Inflationary risk and the delta variant of the coronavirus will be front and center at next week’s meeting of the Federal Open Market Committee, while policy changes will take a back seat.
The primary takeaways of the meeting, should there actually be anything other than a reaffirmation of the status quo, will be the inclusion of policymakers noting the news around rising inflation. We expect the FOMC policy statement will include the observation that inflation has increased “notably” even as the economy has strengthened.
Should the Federal Reserve mention the delta variant in the statement or should Chairman Jerome Powell go out of his way to identify it as a material risk to the economic outlook, we could see the market retest recent lows in the U.S. 10-year Treasury yield. In that case, market participants would adjust their expectations around the pace and magnitude of the widely expected tapering of the Fed’s $120 billion per month in asset purchases.
In some respects, the rise of the variants will present the Fed with the opportunity to postpone a more in-depth discussion around tapering that many market participants would like to see take place at the Kansas City Fed’s symposium on monetary policy at Jackson Hole, Wyo., next month.

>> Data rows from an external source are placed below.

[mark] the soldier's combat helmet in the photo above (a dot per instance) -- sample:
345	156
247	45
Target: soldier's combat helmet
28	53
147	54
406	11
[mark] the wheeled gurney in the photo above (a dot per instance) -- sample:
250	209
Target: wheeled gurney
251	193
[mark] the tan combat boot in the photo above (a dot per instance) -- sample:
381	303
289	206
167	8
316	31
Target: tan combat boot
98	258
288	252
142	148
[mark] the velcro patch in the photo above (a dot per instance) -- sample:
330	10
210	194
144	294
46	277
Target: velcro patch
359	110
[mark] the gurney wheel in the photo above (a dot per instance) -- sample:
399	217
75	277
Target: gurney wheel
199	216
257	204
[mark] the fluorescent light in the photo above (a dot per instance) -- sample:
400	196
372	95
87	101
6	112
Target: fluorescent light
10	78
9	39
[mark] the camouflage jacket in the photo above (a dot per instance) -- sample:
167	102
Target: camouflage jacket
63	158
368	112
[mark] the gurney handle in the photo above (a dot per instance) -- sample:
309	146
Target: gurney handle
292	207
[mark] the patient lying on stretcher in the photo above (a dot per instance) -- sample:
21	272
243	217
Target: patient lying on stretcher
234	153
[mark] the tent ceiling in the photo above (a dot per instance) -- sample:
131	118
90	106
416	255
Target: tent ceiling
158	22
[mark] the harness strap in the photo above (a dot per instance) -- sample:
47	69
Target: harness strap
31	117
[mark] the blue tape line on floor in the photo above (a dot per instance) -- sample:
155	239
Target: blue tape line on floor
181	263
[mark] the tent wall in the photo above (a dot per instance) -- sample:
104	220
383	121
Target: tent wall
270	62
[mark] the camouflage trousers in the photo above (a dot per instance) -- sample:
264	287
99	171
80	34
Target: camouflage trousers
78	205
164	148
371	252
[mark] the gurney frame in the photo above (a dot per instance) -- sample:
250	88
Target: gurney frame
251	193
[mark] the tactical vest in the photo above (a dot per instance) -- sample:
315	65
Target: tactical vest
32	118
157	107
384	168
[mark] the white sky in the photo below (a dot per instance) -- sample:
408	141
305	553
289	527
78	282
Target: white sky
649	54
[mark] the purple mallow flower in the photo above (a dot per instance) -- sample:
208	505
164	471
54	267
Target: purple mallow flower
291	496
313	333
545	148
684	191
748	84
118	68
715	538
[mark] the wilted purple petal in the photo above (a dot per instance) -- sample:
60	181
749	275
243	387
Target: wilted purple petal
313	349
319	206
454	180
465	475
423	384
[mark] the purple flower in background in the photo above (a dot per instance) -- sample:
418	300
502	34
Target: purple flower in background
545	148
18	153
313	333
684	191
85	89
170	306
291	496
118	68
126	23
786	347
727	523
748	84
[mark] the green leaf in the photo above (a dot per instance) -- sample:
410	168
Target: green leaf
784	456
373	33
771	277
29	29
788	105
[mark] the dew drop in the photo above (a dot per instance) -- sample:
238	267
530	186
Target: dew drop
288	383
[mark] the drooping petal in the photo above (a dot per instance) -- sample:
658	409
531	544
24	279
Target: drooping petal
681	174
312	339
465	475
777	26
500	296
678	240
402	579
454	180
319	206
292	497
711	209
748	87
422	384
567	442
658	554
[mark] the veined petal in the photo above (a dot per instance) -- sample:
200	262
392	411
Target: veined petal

We do not expect any change in the policy rate; technical changes to interest on excess reserves or the overnight reverse repurchase rate; or any changes to the forward guidance. Since there will be no Summary of Economic Projections issued at this meeting, there will be no update on the dot plot or implied rate forecast.
Powell’s recent congressional testimony increased expectations that the central bank may choose to introduce an asymmetrical policy bias around inflationary risks.
That is, it would adopt a more hawkish stance on its preparation to adjust the pace of asset purchases, its forward guidance or the federal funds rate. But with the rise of the coronavirus variants,
Powell has a ready-made reason to wait until the September meeting at the earliest to introduce such an asymmetric policy bias and focus on accommodative policy in support of financial conditions.
Labor market conditions are not aligned with the Fed’s target on maximum sustainable employment and overall employment is still roughly 6.7 million jobs short of the pre-pandemic level. The committee will continue to note that it will keep the policy rate at zero and asset purchases where they are until there has been “substantial further progress” toward the central bank’s goals.